I'm not sure if Bogle stayed on bass after Nokie left in 1968. But the fact that a guy who was already a star and had a couple of big hits would have a healthy enough ego to switch from lead guitar to bass is damn impressive to me. I know A LOT of very good lead guitar players in several countries, some semi-famous and some just regular joes, who play many different genres of music, and I can only think of a few who would be able to subjugate their identity and ego and just basic "guitard" existence and admit inferiority to another player and switch to bass. Most would sooner commit Hari-Kari.
I've seen it happen one time and that was in a local band that went nowhere and that didn't last very long. So it is indeed impressive and rare that a founder of a band, who began on lead guitar, would happily bow to the superior guitaring of his fellow founding bassist and switch to bass for the better of the band.
That attitude is probably one very big reason that The Ventures have lasted so long.
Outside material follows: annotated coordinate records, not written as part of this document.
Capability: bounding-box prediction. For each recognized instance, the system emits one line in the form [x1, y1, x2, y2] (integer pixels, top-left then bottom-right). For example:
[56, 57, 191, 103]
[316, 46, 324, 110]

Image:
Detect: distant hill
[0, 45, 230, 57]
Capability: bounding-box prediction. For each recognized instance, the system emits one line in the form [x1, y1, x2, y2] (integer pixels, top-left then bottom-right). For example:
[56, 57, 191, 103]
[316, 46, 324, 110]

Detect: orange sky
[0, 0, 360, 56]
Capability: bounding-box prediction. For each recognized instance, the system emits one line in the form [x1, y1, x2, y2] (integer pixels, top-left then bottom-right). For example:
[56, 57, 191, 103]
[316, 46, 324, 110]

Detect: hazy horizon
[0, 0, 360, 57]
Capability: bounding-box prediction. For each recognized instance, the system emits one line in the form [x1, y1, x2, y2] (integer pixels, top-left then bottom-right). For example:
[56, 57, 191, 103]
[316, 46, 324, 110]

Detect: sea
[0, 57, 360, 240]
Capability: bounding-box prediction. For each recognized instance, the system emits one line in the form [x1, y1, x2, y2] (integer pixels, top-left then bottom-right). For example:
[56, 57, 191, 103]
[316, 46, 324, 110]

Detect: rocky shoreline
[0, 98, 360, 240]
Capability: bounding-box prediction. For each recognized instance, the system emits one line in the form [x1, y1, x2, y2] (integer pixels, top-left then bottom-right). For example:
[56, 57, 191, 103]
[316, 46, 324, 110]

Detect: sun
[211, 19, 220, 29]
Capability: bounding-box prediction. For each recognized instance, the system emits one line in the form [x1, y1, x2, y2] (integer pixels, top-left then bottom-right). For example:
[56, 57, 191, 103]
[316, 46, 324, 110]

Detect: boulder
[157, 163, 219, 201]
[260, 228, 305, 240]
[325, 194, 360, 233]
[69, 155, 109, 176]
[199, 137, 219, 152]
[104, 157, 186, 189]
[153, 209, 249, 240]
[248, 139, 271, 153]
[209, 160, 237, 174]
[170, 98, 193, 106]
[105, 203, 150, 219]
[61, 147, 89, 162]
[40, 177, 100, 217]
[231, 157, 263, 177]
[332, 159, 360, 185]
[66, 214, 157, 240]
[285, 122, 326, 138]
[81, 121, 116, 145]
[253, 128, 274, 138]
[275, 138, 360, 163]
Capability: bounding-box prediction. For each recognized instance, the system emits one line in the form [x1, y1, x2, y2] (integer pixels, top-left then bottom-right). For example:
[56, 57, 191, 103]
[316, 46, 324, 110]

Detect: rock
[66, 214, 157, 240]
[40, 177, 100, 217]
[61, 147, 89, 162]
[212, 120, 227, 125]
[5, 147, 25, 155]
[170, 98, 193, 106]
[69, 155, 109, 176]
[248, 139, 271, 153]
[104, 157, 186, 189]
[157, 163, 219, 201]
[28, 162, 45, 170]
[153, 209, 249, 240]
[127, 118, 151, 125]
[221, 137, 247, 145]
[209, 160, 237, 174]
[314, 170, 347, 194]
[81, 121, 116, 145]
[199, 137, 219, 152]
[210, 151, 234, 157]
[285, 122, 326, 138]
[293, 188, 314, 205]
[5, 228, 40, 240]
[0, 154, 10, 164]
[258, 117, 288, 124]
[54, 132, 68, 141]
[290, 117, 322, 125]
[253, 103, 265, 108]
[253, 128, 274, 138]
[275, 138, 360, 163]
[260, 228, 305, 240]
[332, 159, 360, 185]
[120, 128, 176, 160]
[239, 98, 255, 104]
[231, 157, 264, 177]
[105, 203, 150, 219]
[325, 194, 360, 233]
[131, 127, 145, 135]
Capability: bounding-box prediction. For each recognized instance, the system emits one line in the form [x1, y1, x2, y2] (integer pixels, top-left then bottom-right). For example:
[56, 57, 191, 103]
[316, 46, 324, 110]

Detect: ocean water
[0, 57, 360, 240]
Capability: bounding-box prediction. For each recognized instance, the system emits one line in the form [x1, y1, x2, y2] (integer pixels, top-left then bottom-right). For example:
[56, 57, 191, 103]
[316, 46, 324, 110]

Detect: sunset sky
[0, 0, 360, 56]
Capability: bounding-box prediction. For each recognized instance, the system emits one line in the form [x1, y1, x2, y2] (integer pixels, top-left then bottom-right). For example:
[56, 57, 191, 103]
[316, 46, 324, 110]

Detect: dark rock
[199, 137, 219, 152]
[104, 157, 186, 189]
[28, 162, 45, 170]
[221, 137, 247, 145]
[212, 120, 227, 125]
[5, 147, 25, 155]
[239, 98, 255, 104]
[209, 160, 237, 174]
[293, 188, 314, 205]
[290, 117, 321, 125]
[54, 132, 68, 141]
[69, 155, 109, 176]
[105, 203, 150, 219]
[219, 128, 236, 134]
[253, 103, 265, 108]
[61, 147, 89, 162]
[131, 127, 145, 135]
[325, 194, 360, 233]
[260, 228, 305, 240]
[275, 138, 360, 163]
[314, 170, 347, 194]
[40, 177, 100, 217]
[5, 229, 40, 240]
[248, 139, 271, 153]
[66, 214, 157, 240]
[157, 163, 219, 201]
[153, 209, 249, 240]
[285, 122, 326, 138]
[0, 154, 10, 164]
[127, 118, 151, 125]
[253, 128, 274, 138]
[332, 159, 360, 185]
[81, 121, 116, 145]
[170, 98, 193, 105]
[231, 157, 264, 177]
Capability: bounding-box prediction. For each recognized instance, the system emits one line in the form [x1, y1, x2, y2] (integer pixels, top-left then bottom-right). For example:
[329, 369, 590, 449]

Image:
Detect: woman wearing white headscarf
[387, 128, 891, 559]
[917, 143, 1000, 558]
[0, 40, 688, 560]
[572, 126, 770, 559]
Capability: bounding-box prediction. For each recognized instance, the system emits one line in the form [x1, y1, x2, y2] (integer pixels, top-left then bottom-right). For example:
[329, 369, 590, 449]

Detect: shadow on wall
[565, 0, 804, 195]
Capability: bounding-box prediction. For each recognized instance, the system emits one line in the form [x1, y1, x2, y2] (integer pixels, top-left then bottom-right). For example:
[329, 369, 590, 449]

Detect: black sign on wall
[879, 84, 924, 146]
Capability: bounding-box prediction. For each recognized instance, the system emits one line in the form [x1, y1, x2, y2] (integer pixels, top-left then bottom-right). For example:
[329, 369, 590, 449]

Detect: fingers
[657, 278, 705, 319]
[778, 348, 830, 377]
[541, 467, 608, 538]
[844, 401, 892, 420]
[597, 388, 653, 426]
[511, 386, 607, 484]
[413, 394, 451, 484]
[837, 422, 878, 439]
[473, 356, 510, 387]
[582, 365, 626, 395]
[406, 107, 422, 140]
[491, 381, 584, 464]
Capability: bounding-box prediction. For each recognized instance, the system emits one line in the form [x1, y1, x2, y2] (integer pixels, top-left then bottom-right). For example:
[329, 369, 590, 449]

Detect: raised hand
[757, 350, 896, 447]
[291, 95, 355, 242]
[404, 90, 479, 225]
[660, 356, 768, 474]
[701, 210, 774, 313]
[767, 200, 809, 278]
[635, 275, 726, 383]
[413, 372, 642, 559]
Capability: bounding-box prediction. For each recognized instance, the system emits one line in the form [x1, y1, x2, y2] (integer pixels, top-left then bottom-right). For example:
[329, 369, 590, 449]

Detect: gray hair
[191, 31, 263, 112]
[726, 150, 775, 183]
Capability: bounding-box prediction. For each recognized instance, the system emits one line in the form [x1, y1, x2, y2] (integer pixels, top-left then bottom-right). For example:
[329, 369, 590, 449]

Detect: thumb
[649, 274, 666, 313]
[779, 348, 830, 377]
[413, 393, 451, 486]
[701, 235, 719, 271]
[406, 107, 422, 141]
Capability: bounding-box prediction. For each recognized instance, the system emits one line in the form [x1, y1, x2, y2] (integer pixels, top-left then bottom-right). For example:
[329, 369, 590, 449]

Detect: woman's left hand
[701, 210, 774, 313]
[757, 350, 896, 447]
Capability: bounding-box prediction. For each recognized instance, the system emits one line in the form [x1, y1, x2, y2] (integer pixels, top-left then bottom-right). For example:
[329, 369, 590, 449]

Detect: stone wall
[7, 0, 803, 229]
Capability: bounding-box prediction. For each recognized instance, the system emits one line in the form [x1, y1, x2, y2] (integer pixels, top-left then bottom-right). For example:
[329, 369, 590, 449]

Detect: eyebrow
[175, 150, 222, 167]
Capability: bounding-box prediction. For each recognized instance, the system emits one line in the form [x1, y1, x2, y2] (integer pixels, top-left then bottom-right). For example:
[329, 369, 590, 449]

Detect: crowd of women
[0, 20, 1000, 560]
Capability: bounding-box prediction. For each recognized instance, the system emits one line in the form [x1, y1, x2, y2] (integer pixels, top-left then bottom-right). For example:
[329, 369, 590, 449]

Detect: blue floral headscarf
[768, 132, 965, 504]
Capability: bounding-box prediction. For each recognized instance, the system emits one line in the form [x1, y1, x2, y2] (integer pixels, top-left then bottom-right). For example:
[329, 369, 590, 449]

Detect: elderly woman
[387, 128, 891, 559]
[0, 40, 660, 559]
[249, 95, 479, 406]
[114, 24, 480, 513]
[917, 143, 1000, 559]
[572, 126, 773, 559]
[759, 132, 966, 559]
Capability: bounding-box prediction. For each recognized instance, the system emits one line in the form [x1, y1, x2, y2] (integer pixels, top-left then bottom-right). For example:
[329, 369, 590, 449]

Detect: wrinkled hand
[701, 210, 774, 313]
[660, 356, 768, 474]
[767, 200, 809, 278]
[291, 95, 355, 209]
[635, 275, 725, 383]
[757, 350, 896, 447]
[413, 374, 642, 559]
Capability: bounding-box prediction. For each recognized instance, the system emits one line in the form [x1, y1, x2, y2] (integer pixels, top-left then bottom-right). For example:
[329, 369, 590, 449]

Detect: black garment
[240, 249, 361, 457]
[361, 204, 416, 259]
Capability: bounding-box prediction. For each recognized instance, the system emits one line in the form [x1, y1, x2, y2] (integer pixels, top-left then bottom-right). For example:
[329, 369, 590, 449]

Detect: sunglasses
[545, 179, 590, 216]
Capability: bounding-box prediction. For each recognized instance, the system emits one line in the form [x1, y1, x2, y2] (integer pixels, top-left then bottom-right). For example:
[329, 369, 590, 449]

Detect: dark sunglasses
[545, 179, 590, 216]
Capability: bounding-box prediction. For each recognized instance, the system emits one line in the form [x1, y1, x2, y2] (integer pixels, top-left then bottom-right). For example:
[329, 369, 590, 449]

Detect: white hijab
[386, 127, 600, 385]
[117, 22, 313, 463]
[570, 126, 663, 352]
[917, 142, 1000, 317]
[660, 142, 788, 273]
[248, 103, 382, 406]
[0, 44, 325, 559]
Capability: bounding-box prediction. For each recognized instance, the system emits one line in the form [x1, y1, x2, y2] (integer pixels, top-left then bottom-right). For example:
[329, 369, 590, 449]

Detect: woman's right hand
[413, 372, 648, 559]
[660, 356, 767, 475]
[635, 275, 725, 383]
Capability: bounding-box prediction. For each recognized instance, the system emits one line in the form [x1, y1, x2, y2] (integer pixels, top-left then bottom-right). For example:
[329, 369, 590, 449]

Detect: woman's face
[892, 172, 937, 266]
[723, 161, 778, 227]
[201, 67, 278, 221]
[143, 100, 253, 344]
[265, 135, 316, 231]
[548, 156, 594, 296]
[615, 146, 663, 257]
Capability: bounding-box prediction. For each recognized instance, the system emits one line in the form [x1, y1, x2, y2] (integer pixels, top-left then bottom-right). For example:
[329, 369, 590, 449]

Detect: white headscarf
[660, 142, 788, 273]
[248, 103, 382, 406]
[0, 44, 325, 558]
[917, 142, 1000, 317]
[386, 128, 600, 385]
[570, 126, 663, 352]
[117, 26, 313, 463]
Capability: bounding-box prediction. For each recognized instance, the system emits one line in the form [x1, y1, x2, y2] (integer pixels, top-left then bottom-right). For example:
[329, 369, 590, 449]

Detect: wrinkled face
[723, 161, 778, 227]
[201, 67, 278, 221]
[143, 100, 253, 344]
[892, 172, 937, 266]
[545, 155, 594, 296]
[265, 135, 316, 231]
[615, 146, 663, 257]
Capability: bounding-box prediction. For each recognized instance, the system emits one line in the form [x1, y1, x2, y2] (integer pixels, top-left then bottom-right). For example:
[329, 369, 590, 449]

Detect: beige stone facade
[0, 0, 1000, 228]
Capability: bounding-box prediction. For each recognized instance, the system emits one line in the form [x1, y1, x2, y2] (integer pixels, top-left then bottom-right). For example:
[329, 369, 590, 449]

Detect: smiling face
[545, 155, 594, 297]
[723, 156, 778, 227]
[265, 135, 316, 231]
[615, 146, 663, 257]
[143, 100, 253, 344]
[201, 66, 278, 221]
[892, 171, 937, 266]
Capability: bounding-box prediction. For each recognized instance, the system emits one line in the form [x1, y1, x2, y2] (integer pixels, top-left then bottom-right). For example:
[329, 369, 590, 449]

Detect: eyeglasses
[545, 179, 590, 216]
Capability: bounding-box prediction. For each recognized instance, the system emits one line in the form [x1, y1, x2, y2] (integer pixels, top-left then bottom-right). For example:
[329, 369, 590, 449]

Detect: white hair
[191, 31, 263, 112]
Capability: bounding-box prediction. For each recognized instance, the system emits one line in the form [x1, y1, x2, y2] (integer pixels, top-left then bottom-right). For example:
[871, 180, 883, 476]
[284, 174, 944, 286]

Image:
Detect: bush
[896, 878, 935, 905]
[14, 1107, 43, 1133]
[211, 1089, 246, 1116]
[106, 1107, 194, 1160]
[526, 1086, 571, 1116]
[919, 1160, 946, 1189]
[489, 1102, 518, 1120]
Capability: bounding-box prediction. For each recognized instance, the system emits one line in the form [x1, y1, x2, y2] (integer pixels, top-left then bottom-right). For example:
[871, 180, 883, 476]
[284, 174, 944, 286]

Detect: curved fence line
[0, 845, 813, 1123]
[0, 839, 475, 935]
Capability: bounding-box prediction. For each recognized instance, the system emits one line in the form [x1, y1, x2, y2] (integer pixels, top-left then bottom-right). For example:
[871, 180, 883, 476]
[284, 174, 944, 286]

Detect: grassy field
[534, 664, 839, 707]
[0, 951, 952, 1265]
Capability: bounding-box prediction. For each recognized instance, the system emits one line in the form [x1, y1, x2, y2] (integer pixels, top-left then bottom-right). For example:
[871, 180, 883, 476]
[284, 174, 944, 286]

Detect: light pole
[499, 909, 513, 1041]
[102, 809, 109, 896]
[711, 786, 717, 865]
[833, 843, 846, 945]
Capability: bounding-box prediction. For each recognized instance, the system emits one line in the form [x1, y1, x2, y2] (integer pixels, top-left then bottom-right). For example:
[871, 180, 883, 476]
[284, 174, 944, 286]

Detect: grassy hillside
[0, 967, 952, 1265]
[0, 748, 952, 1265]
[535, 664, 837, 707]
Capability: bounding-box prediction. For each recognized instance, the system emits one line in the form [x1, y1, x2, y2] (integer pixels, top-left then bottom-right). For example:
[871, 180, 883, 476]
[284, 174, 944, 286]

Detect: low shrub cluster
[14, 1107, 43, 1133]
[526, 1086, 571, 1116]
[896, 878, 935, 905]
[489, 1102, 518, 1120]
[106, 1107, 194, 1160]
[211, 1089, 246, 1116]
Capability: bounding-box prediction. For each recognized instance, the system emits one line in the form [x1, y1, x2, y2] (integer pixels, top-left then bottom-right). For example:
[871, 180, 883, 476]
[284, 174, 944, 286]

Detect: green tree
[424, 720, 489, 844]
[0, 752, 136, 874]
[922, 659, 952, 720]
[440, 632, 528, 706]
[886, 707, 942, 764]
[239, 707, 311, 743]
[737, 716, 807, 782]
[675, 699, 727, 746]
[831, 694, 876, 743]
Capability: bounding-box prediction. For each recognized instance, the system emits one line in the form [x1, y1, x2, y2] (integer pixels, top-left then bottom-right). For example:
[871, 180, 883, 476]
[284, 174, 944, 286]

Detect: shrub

On another level, it's kinda weird because Bob Bogle was just 1 year younger than my dad. I can't imagine my dad playing guitar much less being in a band. But I guess there were free spirits then like there are now and that the lure of rock and roll caught some oldsters way back when my parents were living the American suburban dream.
Shit, I guess of of these memories and Bogle's passing is just another sign that I'm freakin' old.